Not all species of life on Grand Cayman fared as well as humans from the effects of Hurricane Ivan.
Some types of plant life, and trees in particular, felt the brunt of the storm.
One tree that did fairly well in weathering the storm is the sea grape, or more specifically coccoloba uvifera.
Unfortunately, many sea grape trees have been cleared off properties as hurricane casualties because many people do not realize the remarkable endurance they have, even when knocked over by wind.
Sandy Urquhart, general manager of the West Indian Club Nursery, is well acquainted with sea grape trees, and has used them as part of the landscape schemes in places like the median of the Esterley Tibbetts Highway extension and in the Growing Communities district parks.
He says that as long as part of the tree stays attached to the ground, the tree can survive by creating additional rooting, even if much of its original rooting is exposed from the effect of a storm. ‘The exposed roots will eventually die and just drop off.’
This survival trait of the sea grape is one of the reasons the trees can display such unusual shapes. ‘Their shapes evolve through a hundred years worth of storms,’ Mr. Urquhart says.
The George Town Growing Communities district park was a month away from opening when Hurricane Ivan hit.

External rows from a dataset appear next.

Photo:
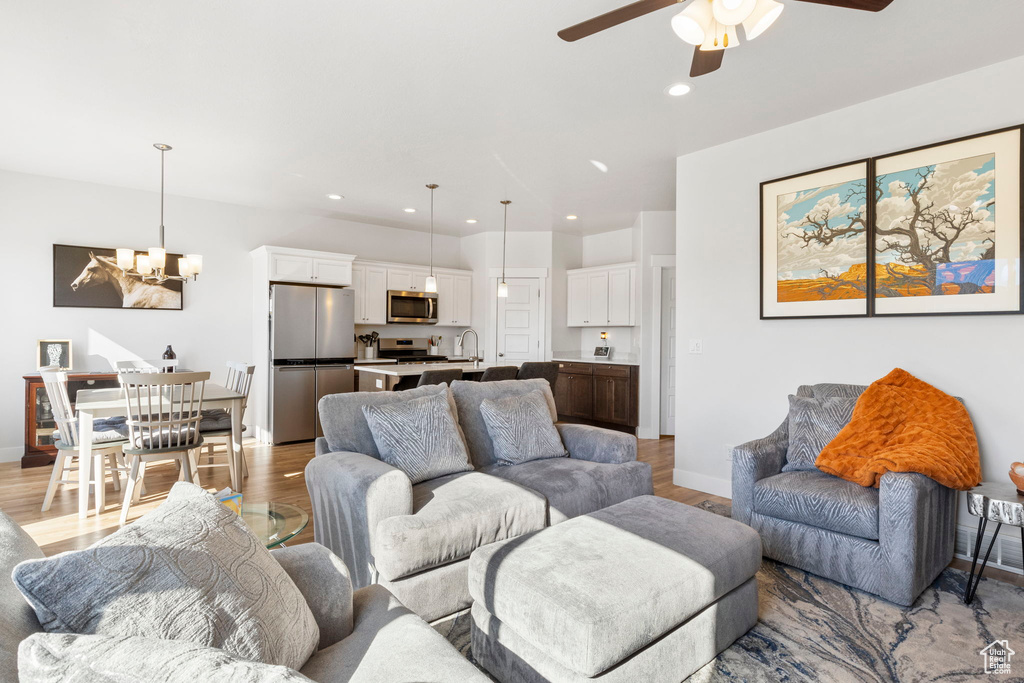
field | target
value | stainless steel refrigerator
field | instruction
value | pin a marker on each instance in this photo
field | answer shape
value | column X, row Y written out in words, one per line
column 312, row 345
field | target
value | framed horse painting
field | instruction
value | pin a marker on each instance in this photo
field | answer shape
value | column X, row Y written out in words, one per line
column 89, row 278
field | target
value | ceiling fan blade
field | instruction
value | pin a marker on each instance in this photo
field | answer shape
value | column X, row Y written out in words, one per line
column 614, row 17
column 705, row 61
column 866, row 5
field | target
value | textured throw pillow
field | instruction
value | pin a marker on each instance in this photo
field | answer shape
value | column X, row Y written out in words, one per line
column 813, row 423
column 421, row 437
column 189, row 570
column 521, row 429
column 45, row 657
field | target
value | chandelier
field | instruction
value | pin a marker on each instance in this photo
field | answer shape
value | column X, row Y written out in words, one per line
column 152, row 265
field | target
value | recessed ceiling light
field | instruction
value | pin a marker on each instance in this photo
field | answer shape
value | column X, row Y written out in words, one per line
column 678, row 89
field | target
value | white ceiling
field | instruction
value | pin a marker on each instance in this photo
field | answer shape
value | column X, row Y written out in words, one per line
column 276, row 103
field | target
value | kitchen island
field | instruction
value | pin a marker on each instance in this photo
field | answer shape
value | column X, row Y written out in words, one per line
column 388, row 378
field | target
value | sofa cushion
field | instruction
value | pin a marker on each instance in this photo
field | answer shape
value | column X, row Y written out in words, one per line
column 189, row 570
column 420, row 437
column 521, row 429
column 46, row 657
column 574, row 487
column 344, row 424
column 469, row 395
column 390, row 643
column 819, row 500
column 17, row 621
column 813, row 423
column 452, row 517
column 596, row 589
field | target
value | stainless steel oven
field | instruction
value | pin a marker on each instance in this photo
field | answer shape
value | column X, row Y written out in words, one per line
column 412, row 307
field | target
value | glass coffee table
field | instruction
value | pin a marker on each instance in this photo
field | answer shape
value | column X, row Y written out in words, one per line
column 273, row 523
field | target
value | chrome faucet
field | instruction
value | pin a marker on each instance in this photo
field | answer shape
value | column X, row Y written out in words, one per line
column 476, row 346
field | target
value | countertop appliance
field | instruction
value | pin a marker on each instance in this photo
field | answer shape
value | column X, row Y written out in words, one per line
column 412, row 307
column 312, row 346
column 415, row 349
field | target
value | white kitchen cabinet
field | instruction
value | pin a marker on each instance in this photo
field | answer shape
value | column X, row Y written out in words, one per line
column 291, row 268
column 288, row 266
column 408, row 280
column 370, row 283
column 601, row 297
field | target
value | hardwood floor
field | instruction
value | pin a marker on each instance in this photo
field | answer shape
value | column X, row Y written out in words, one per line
column 275, row 473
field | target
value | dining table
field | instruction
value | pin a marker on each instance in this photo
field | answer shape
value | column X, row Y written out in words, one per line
column 91, row 403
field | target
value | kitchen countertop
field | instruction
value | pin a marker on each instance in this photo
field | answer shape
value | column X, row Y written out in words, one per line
column 419, row 368
column 615, row 359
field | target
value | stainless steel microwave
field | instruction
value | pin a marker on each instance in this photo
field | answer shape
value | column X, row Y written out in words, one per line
column 412, row 307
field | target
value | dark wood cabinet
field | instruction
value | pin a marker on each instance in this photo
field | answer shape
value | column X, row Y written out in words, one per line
column 39, row 425
column 598, row 393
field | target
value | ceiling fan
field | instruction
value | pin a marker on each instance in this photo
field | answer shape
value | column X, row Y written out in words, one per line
column 709, row 25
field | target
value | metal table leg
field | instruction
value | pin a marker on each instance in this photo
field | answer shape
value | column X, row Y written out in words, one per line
column 973, row 580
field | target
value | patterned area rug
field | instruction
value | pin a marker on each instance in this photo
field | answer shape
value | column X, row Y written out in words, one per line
column 812, row 629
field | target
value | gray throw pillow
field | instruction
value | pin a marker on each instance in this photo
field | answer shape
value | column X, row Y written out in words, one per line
column 421, row 437
column 521, row 428
column 45, row 657
column 813, row 423
column 188, row 570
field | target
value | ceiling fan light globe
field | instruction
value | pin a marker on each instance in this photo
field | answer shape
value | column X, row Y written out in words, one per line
column 692, row 24
column 720, row 38
column 762, row 17
column 732, row 12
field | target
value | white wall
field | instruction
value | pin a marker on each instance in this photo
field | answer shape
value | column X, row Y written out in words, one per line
column 37, row 212
column 737, row 389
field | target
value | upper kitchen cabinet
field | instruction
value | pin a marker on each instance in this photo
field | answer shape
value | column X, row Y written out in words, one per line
column 404, row 279
column 602, row 297
column 455, row 299
column 300, row 265
column 370, row 283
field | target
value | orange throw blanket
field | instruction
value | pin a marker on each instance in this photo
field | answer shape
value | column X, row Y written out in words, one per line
column 902, row 424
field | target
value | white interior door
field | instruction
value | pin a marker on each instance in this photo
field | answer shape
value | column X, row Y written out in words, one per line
column 669, row 351
column 518, row 333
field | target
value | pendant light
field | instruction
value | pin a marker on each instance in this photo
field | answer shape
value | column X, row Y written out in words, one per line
column 153, row 264
column 503, row 288
column 431, row 285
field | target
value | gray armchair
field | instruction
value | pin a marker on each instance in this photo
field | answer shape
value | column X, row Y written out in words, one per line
column 416, row 540
column 892, row 541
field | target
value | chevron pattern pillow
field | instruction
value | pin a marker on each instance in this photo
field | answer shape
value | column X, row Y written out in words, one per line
column 813, row 423
column 420, row 437
column 521, row 429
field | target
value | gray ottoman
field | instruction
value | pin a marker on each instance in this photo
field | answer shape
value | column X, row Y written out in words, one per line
column 646, row 590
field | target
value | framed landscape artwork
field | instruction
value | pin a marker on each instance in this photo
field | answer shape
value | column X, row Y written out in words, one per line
column 814, row 244
column 89, row 278
column 947, row 227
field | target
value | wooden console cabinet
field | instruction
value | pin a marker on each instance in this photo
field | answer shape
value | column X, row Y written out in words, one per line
column 39, row 425
column 602, row 394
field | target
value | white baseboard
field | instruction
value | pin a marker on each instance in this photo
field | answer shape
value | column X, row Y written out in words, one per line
column 708, row 484
column 11, row 454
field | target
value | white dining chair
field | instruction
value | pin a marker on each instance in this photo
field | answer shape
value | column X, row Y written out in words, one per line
column 240, row 379
column 137, row 366
column 164, row 411
column 107, row 454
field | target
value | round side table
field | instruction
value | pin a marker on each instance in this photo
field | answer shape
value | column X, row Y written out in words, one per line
column 992, row 502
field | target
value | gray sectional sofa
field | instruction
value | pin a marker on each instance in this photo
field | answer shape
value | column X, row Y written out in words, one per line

The park features many sea grape trees, one of which was uprooted during the storm. Mr. Urquhart has no intention of removing the tree. ‘It’s a beautiful shape. We’ll put a park bench behind the roots and let it grow.’
Unlike some trees that have been brought into the Cayman Islands, the sea grape is a native tree that is well suited for the conditions here, including storms.
The tree plays an important role in beach ecology, helping to anchor the sand and prevent storm erosion. It is so valued in this regard that the state of Florida has made it illegal to remove or even extensively prune sea grape trees near the shoreline.
The sea grape tree is highly tolerant to salt spray and salty soil, and can withstand strong sun, heavy winds and even droughts.
‘It’s a very useful tree,’ said Mr. Urquhart. ‘It provides shade, has an edible berry, and produces a wonderful wood.’
Another tree that generally survived Hurricane Ivan very well was the Silver Thatch Palm. Found only in the Cayman Islands, the national tree should be expected to weather storms successfully, said Mr. Urquhart. ‘It is genetically connected to where it grows, and it’s tough.’
Hurricane Ivan also showed which trees are not suited to the environment because they are not native to the country.
The Casuarina tree, also known as the Australian pine, does not have a root structure to withstand hurricanes, as evidenced by the hundreds of downed trees that now litter the Cayman landscape.
‘It’s a dreadful plant,’ said Mr. Urquhart. ‘It’s so aggressive it doesn’t even let its own offspring live.’
So invasive is the Casuarina that it is illegal to import the tree into the United States and many other countries in the world.
Mr. Urquhart realizes that many people think the Casuarina belongs in the Cayman Islands. ‘That’s the problem,’ he says. ‘It’s been here long enough now that people think its native.